R E C E N S I O N E


Recensione di Riccardo Talamazzi

Non so come si debba sentire un giovane musicista che già all’età di 16 anni è stato definito “prodigioso” dalla critica musicale del suo Paese, la Polonia. E che attualmente, compiute trentacinque primavere, venga valutato come uno tra i migliori violinisti al mondo, capace di muoversi tra composizioni jazz e classiche con la medesima elegante sicurezza. Presumo che tutta l’attenzione ad oggi ricevuta in carriera e la ferma determinazione caratteriale abbiano contribuito a condurre Adam Bałdych al suo decimo disco da solista – Poetry – il settimo per la ACT di Siegried Loch.
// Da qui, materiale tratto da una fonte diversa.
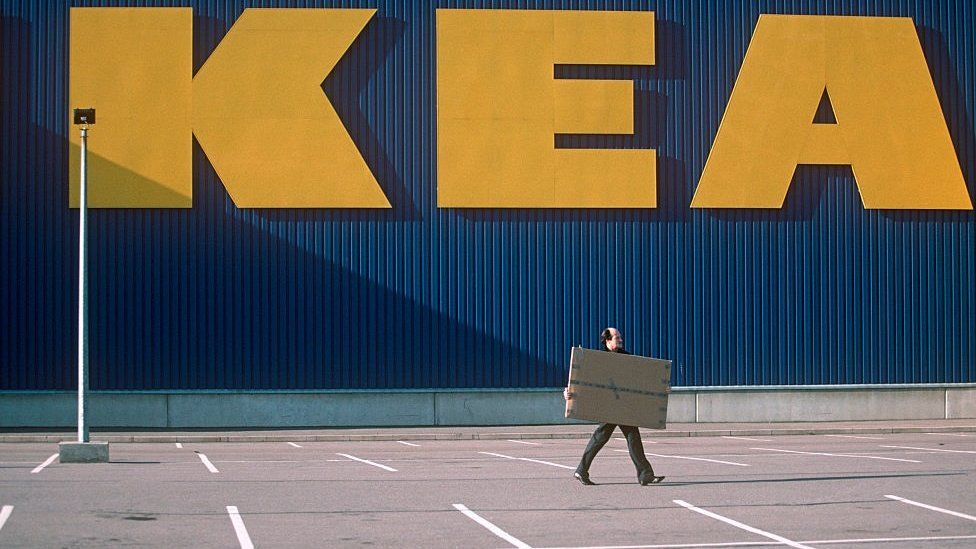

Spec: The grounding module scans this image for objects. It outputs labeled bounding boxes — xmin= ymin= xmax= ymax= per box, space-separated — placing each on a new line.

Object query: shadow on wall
xmin=0 ymin=18 xmax=565 ymax=390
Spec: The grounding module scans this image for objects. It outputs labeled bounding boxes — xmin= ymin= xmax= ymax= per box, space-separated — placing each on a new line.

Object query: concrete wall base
xmin=0 ymin=383 xmax=976 ymax=429
xmin=58 ymin=442 xmax=108 ymax=463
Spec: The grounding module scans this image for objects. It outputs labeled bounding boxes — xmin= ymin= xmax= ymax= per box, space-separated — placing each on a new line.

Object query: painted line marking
xmin=672 ymin=499 xmax=814 ymax=549
xmin=536 ymin=535 xmax=976 ymax=549
xmin=196 ymin=452 xmax=220 ymax=473
xmin=879 ymin=444 xmax=976 ymax=454
xmin=453 ymin=503 xmax=532 ymax=549
xmin=0 ymin=505 xmax=14 ymax=530
xmin=227 ymin=505 xmax=254 ymax=549
xmin=31 ymin=454 xmax=60 ymax=475
xmin=478 ymin=452 xmax=576 ymax=471
xmin=336 ymin=452 xmax=397 ymax=473
xmin=885 ymin=495 xmax=976 ymax=521
xmin=750 ymin=448 xmax=922 ymax=463
xmin=614 ymin=449 xmax=752 ymax=467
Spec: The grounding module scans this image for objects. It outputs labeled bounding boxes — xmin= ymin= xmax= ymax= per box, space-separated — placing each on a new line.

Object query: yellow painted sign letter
xmin=193 ymin=9 xmax=390 ymax=208
xmin=69 ymin=8 xmax=390 ymax=208
xmin=437 ymin=9 xmax=657 ymax=208
xmin=692 ymin=15 xmax=972 ymax=210
xmin=68 ymin=8 xmax=193 ymax=208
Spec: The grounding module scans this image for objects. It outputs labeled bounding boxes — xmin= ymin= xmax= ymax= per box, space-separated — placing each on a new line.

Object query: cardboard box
xmin=566 ymin=347 xmax=671 ymax=429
Con un percorso per certi versi analogo a quello di altri musicisti che vengono dal jazz – mi vengono in mente le ultime esperienze discografiche di un pianista come Omar Sosa, ad esempio – il violinista polacco, giunto ad un punto cruciale della sua evoluzione musicale, si è accorto di come la disciplina tecnica, così fondamentale per la sua formazione, gli sia diventata stretta e insufficiente nel raccontare i suoi momenti più intimi, ad esempio l’attuale felicità di giovane padre, avendo appunto dedicato questo suo ultimo album alla moglie Karina e al figlio Teodor. Cercare nuovi spazi di silenzio tra le note, dilatare la sintassi sonora, rallentare l’impeto esecutivo diventano quasi dei dogmi in Poetry, che regala un’impressione di tranquilla, estatica omogeneità d’intenzione. Più che la sensazione di una raccolta di diversi brani abbiamo invece l’impressione di una lunga, suadente suite che si distenda dalla prima nota fin quasi all’ultima sequenza sonora, laddove appaiono invece, come vedremo, alcune imprevedibili e stimolanti differenze. La tensione comunicativa, strutturata con fraseggi relativamente semplici e condotti in piena sobrietà, tende a raggiungere un pubblico più ampio rispetto a quella dimensione di nicchia elitaria che caratterizza attualmente il jazz europeo.